Until that day, the seminar had been fascinating but extremely demanding. Hayes, the Theodore Z. Weiss Professor of Holocaust Studies at Northwestern University, had assigned conference attendees -- 19 scholars from across the United States, Canada and Mexico -- almost 200 pages of reading every night.

They'd been in the bubble of intense focus, but they'd heard about Barack Obama's Cairo speech, in which the president called out Iranian President Mahmoud Ahmadinejad for denying the Holocaust. They'd heard about Obama's subsequent trip to the Buchenwald concentration camp, where Obama declared "those who insist that the Holocaust never happened" are "ignorant and hateful."
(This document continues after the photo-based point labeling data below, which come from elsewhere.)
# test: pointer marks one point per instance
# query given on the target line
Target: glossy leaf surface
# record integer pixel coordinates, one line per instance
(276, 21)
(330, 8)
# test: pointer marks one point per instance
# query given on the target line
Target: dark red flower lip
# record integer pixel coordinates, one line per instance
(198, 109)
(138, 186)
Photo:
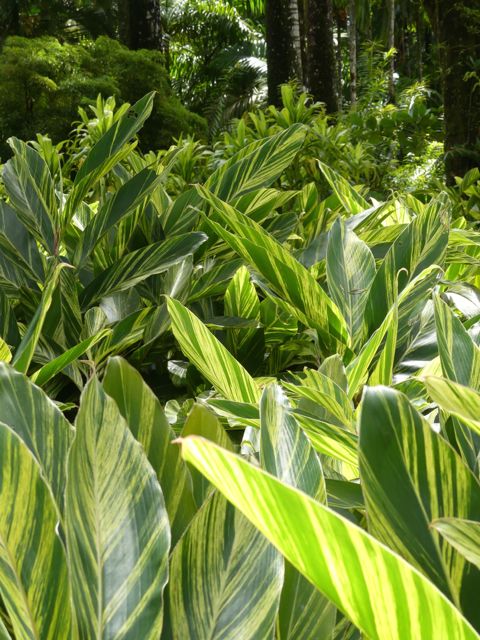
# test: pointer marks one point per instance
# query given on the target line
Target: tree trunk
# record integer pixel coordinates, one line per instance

Apparently von Brunn heard about it too. A search of the suspect's car, found double-parked outside the museum, turned up a notebook which contained such gems as this: "Obama does what his Jew owners tell him to do." Yes, apparently the president is a pawn of Christian, Muslim and Jewish extremism. Quite a feat.

Gubkin-Malicdem came home late Friday night, having missed her and husband Richard's seventh wedding anniversary -- and, worse for a mother not accustomed to such separations, two weeks of her 16-month-old son's life. But she returns with a new grasp of her career mission.

"Some people call Holocaust deniers crazy," she said. "But to dismiss them as crazy removes the responsibility. And we've seen how perfectly sane, rational people managed to participate in the murder of 6 million Jews."

Gubkin-Malicdem teaches her course on the Holocaust for the first time this fall. She'll be well prepared.